No auge de suas investidas contra a bossa, Tom Jobim plantou um pé de tinhorão em seu jardim, no qual fazia pipi religiosamente toda noite antes de dormir. 

Conheci Tinhorão de perto em 1968, quando ele foi trabalhar na editoria da Veja que eu chefiava, a de Artes e Espetáculos. Nunca entendi como um jornalista opiniático da sua cepa foi contratado por uma revista que pretendia implantar no Brasil o jornalismo objetivo da Time. Na verdade, Tinhorão chegou à minha editoria transferido da de Vida Moderna, com a qual se incompatibilizara. Uma coisa foi consenso na Veja: o Tinhorão não poderia nunca escrever sobre música. Principalmente no momento em que a bossa fazia o seu nome lá fora, com Sinatra gravando Jobim, e em que a Tropicália desfraldava a bandeira multicolorida da contestação. Não tive outra opção: escalei-o para responder as cartas dos leitores. Lembro-me do Tinhorão numa das “baias” da redação, discursando sobre o materialismo dialético e tentando doutrinar os jovens repórteres, entre eles Tárik de Souza, que se tornaria importante crítico musical.

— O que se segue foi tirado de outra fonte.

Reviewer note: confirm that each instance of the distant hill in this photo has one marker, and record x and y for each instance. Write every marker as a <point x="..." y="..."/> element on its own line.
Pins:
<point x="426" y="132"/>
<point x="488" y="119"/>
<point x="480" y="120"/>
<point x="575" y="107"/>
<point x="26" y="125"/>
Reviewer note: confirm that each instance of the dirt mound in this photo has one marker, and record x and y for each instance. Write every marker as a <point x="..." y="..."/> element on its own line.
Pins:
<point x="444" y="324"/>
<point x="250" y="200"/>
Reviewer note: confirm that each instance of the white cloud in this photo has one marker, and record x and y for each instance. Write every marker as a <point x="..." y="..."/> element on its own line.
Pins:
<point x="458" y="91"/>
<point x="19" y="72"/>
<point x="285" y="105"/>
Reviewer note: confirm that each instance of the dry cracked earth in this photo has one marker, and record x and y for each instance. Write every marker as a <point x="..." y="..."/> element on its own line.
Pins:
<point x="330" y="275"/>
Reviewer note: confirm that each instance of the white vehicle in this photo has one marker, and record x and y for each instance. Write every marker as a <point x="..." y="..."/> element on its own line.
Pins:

Guardei um episódio pitoresco daqueles tempos. Uma das raras coisas ianques que Tinhorão tolerava – na verdade, adorava – eram os carrões. Mal começou a trabalhar em Veja, comprou um daqueles modelos vintage. Antes de chegar à redação, no prédio da Abril na Marginal do Tietê, costumava navegar lentamente pelas ruas da Lapa. Um belo dia, um coronel do Exército se apresenta na portaria da Veja com uma grave queixa: um funcionário da revista estaria assediando sua nora, seguindo-a insistentemente de carro ao longo das calçadas. Nunca ficou provado que o agressor seria de fato o nosso José Ramos, embora um desafeto tivesse trazido à baila que o Tinhorão foi personagem da peça de Nelson Rodrigues Bonitinha, mas ordinária, um sujeito metido a conquistador.

Figura polêmica, uma coisa ninguém poderá tirar de José Ramos Tinhorão: a importância cultural de livros como Pequena História da Música Popular, História Social da Música Popular Brasileira e A Música Popular no Romance Brasileiro. Num comentário contra a Universidade de São Paulo, ele ironizou um dia: “Eles comem Tinhorão e arrotam Mário de Andrade”. E não é que tinha razão?